Anyway, you may be wondering how I'm able to perform with my SA. Well I've worked on it for years. I initially couldn't even play in front of my teacher, but I slowly worked my way up. I still get anxious sometimes, but I'm much better at dealing with it.

This is to say that *there's a difference between a limit and a horizon.* In other words, just because you can't see it, just because you don't think you can do it, doesn't mean you can't! You have so much more potential than you realize! I thought it was impossible for me to play in front of people because of my SA and terrible performance anxiety, but I proved myself wrong. Hopefully this gives someone hope that they can do it too.


----------



## mt moyt (Jul 29, 2015)

that is awesome! looks like a lot of fun


----------



## Kevin001 (Jan 2, 2015)

Congrats bro, keep improving.


----------



## Sean95 (Feb 18, 2017)

Nice, dude! You guys sound great! I've been doing a lot of open mics too recently. I play my guitar and sing songs that I wrote. I recently joined a rock ensemble at my college and we've played a couple gigs! I've found playing and singing on stage is a great way to conquer social anxiety. I'm the same way, I still get nervous on stage, but I've come a long way from when I first started playing.


----------



## Alpha Tauri (Mar 19, 2017)

Excellent!


----------



## Overdrive (Sep 19, 2015)

That's amazing, congrats !.


----------



## flyingMint (Aug 31, 2015)

Congratulations! Absolutely fantastic! They even sang along


----------



## Max Seigel (Jul 7, 2015)

Sean95 said:


> Nice, dude! You guys sound great! I've been doing a lot of open mics too recently. I play my guitar and sing songs that I wrote. I recently joined a rock ensemble at my college and we've played a couple gigs! I've found playing and singing on stage is a great way to conquer social anxiety. I'm the same way, I still get nervous on stage, but I've come a long way from when I first started playing.

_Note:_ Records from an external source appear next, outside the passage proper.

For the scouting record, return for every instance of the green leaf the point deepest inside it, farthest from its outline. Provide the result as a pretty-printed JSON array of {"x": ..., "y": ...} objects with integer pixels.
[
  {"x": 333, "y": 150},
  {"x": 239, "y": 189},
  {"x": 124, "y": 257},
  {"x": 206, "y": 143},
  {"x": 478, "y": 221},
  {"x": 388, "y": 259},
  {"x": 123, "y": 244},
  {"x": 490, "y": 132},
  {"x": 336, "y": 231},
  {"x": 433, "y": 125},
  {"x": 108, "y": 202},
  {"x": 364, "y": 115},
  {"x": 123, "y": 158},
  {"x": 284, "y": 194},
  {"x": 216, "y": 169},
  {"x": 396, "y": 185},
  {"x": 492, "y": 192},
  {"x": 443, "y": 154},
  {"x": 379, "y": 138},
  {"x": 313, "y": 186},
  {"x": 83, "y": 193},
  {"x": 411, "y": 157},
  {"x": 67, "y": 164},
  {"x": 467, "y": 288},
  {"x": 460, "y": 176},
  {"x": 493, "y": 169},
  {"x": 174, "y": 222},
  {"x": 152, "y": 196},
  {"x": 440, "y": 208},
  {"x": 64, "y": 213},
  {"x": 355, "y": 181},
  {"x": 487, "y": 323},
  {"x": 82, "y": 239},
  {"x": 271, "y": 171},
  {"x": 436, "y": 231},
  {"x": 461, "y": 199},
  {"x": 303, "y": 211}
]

That's awesome! And I completely agree. It's a great way to overcome your SA and to force yourself to socialize and meet other people. I've found that musicians are usually really nice people and easy to converse with.


----------



## Persephone The Dread (Aug 28, 2010)

That's amazing.


----------



## alenclaud (Mar 31, 2013)

Awesome. I love it.


----------



## Excaliber (May 16, 2015)

Wow congrats! good stuff! Its impressive that despite SA you can be comfortable in front of a crowd and even sing! I could never do that and I also sound like a crow so I keep it solo in my car.


----------



## Pongowaffle (Jul 23, 2015)

Good job man. Did playing with a band or group instead of yourself help?


----------



## farfegnugen (Aug 16, 2010)

Impressive!


----------



## sarafinanickelbocker (May 16, 2010)

Nice!  Hats off to ya.

Kinda noisy there, but from what I could hear you guys sound pretty good too.


----------



## Whatev (Feb 6, 2012)

Hey thats pretty good. 

Congrats.


----------



## Max Seigel (Jul 7, 2015)

Pogowiff said:


> Good job man. Did playing with a band or group instead of yourself help?


Yes playing with a group helps a lot! I'm also in my school orchestra so that helps as well. Although I do sometimes play alone at my school on Saturday evenings. I do kind of a street corner thing where people can walk by and listen. For that I'll usually be a bit anxious at first but it goes away relatively quickly. By the end I usually have 0 anxiety.


----------



## Maslow (Dec 24, 2003)

You guys are good! I hate that song, though. I used to play in a song circle and somebody would play it every week until I got sick of it. Do some Grateful Dead!


----------



## Kenan A (Dec 24, 2012)

Awesome job man. Way to go!


----------



## Canadian Brotha (Jan 23, 2009)

Nice one! Sounds like the spot you were at was good and receptive too


----------



## Kilgore Trout (Aug 10, 2014)

Congratulations. I remember when you posted about your first gig. 
I hope you'll get to perform more and more gigs.

:clap


----------



## xxDark Horse (May 13, 2015)

Wagon Wheel? Dope man, I play that song on guitar.


----------



## Max Seigel (Jul 7, 2015)

Here's a video from our most recent gig this past weekend.


----------



## Tongue Twisted (Mar 23, 2017)

You have a lot of guts! Well done, man. That's amazing.


----------



## maralb (May 20, 2017)

its pretty hard to be in front of people, but you seem to be enjoying, its very cool!


----------



## Entrensik (Apr 25, 2014)

Extremely inspirational, thank you.


----------